Taylor claims that I, too, asserted that position by “dismissing the efforts of both the NAACP and the ACLU” and “seconding…[Robert] Treuhaft’s ridiculous implication that the NAACP didn’t concern itself with poorer blacks” and “trivializing [the NAACP’s] accomplishments as ‘some notable successes’ in overturning discriminating laws.” Yes, I wrote that the NAACP had some notable successes in the courts, which is hardly a way of trivializing its accomplishments; no one said in the book I edited that “the NAACP didn’t concern itself with poorer blacks.” Nor can I find any comment I made in the book on the ACLU, of which I am a longtime, proud member and collaborator. On what page did you find my dismissal of the ACLU, Mr. Taylor?

“Are we to seriously believe,” Taylor asks in his bewildering commentary, that “only the black middle-class was affected by” Brown v. Board of Education? No one in the book made any such ignorant assertion.

Taylor says that Mitford and Treuhaft’s praise of the work of the East Bay Civil Rights Congress “deprives blacks of any agency on their own behalf.” In fact, most of those in their chapter were blacks; and by the way, not all were Communists. The larger point was that the NAACP’s primary focus in the 1940s and early ’50s was on overturning discriminatory laws in the courts while the Treuhafts’ local chapter was operating in poorer black districts “on a day-to-day basis in the streets,” as Treuhaft put it, coming to the aid of individual victims of racism. Surely there is room for both approaches without impugning one’s civil rights credentials.
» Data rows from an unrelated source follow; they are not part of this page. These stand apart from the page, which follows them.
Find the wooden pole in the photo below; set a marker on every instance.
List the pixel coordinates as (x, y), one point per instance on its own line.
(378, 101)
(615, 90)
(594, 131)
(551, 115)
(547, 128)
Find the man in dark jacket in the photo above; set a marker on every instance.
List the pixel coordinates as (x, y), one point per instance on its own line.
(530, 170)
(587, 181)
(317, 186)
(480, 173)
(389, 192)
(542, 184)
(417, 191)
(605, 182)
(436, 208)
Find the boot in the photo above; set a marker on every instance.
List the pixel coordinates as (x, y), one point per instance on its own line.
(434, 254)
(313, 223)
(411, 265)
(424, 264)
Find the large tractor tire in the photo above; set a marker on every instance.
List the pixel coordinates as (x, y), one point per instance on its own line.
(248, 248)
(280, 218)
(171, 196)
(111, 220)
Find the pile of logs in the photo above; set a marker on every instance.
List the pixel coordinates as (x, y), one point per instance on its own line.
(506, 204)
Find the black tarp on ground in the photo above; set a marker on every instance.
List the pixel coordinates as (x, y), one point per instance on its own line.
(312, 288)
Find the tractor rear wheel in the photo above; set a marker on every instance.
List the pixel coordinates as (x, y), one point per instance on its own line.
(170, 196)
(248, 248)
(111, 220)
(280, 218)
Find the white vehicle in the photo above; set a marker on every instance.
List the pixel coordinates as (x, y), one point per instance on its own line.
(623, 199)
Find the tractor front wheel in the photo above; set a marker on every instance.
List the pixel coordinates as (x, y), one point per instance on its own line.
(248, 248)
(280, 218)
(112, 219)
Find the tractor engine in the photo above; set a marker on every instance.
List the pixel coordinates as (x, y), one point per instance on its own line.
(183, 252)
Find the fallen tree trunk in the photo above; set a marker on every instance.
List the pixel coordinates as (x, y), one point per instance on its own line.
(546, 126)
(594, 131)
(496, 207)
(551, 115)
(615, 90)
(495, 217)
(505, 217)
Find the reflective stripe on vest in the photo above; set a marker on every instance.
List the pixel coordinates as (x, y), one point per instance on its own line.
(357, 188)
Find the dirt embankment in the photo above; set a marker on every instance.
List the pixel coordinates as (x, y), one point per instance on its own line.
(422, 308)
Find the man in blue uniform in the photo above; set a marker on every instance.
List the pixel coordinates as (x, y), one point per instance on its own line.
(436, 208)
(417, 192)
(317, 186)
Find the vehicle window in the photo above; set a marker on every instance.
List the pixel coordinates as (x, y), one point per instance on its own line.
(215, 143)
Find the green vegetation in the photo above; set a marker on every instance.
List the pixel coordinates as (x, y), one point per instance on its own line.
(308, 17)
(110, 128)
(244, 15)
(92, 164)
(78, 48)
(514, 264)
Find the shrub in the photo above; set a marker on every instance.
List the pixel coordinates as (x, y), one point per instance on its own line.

Taylor wags an accusatory finger at a statement by Treuhaft: “When Decca makes up her mind, she never changes it.” He says I found that admirable–on what evidence I can only guess since there is no such statement. In any case, that quote is laughably unrelated to Taylor’s case that “Mitford clings to what history has proved nonsense.” The quote comes from a letter the jubilant Treuhaft wrote his mother shortly after 26-year-old Jessica had consented to marry him! It has no bearing whatsoever on the rigidity of her Communist ideology in the ’40s or ’50s–which, incidentally, Mitford freely acknowledged: “Oh dear,” she wrote in a letter eight years after she left the party, “we were so rigid!”

Taylor also characterizes me as writing “approvingly” of one reason Mitford gave for leaving the party. (Several other reasons are mentioned in her letters–including the party’s doctrinaire inflexibility, which she tried to liberalize–but he chooses not to deal with that degree of nuance.) Won’t someone explain to Taylor that quoting from or describing someone’s views is not the same as approving of what she says?

Taylor can’t even bring himself to enjoy the humor that, as every other critic has written, permeates Mitford’s letters. He chooses to call it “forced heartiness.” Saddest of all is that The Nation‘s critic chose to force the irrepressible personality, the infectious humor, the social commitment and the sprightly intelligence of Jessica Mitford into his own dated ideological straitjacket.